I did my 1st system build in 09/2008, took some learning, a little head banging, but this site helped me. My system has worked great since then, not a problem, until yesterday when it just went dead...... and then restarted itself. Did the same thing today while I was just browsing the web. When it restarted I see the Mobo at 31 degrees, the CPU started at 37, then rose to 49, 50, 51. All fans are working & the Vcore was 1.12V. Then it did it again. 

My system has an Asus P5KC, Core2Duo e7200, Corsair XMS2 6400 2x1 Gb ram, Thermaltake 430W PS, and runs XP

This is pretty much exactly how my 5 year old compaq died. I never knew what that problem was, guessed the Mobo died. Any ideas on how to troubleshoot this or what the problem may be? Bob


----------



## linderman (May 20, 2005)

*Re: 15 months into new build...now problems*

*Thermaltake 430W PS* <<<< those "pure power" units are known junkers


thats your trouble IMHO

you need a unit like the Corsair VX550 watt or better yet Corsair 650-TX


----------



## Rcloughga (Sep 23, 2008)

*Re: 15 months into new build...now problems*

I bought the Thermaltake 430 for $39....before I read your warnings about the cheap ones. I hope thats it....off to Frys for a Corsair 650-TX...$99.
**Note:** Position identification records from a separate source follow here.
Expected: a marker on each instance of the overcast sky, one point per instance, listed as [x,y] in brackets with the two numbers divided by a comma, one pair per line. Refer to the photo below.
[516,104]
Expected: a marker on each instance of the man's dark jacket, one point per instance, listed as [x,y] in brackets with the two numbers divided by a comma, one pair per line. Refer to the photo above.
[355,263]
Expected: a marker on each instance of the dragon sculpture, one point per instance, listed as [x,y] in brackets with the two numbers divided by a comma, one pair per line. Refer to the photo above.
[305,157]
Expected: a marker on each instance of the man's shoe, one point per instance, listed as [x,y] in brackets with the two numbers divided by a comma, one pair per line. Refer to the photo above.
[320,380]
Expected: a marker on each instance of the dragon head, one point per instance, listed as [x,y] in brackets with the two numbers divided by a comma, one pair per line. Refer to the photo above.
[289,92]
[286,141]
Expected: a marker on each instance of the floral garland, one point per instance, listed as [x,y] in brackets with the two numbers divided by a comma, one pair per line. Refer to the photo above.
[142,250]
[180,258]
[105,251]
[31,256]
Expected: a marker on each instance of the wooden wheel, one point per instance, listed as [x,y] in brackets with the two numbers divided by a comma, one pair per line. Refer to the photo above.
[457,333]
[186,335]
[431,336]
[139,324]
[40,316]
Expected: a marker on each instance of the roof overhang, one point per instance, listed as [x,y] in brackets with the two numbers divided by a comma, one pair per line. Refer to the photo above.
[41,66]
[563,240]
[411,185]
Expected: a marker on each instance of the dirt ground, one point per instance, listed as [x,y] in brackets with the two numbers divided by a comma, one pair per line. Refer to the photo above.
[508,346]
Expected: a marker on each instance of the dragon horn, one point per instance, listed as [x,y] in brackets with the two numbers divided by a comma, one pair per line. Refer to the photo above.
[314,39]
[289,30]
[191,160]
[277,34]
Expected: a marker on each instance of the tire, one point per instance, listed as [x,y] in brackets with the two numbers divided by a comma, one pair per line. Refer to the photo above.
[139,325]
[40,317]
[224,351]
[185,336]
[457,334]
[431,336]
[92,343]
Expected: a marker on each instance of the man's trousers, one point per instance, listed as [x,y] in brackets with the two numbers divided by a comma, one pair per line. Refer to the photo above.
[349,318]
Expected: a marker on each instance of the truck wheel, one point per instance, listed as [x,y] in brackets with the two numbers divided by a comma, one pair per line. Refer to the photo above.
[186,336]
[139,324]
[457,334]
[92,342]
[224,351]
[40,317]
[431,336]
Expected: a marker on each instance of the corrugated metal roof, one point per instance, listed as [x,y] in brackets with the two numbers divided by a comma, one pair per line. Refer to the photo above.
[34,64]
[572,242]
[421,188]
Thanks for your suggestion.


----------



## Tumbleweed36 (May 14, 2005)

*Re: 15 months into new build...now problems*

Sure does sound like the issue to me also. You get what you pay for and at $39, you didn't pay for much.


----------



## Tyree (May 10, 2009)

*Re: 15 months into new build...now problems*

Total agreement with the PSU being the culprit.


----------



## Rcloughga (Sep 23, 2008)

*Re: 15 months into new build...now problems*

It appears all you guys were right....amazing huh? 
Put in the Corsair TX650W and all seems ok now. That Thermaltake 430 worked perfectly...for 15 months.... No wonder it had a 12m warranty and was $39. The Corsair's 5 yr warranty. Not fun spending another hundred for something as non-fun as a PSU, but I should be ok if it lasts til 2015.
THANKS GUYS!


----------



## Tumbleweed36 (May 14, 2005)

*Re: 15 months into new build...now problems*

You are most welcome, and that power supply will likely be around after the warranty expires. Hey, don't be a stranger on the forum, stick around and join the fun.


----------



## linderman (May 20, 2005)

*Re: 15 months into new build...now problems*

you are a lucky fella you learned a valuable lesson without attending a motherboard or hard drive funeral along with the power supply burial!

happy to hear you have things sorted


----------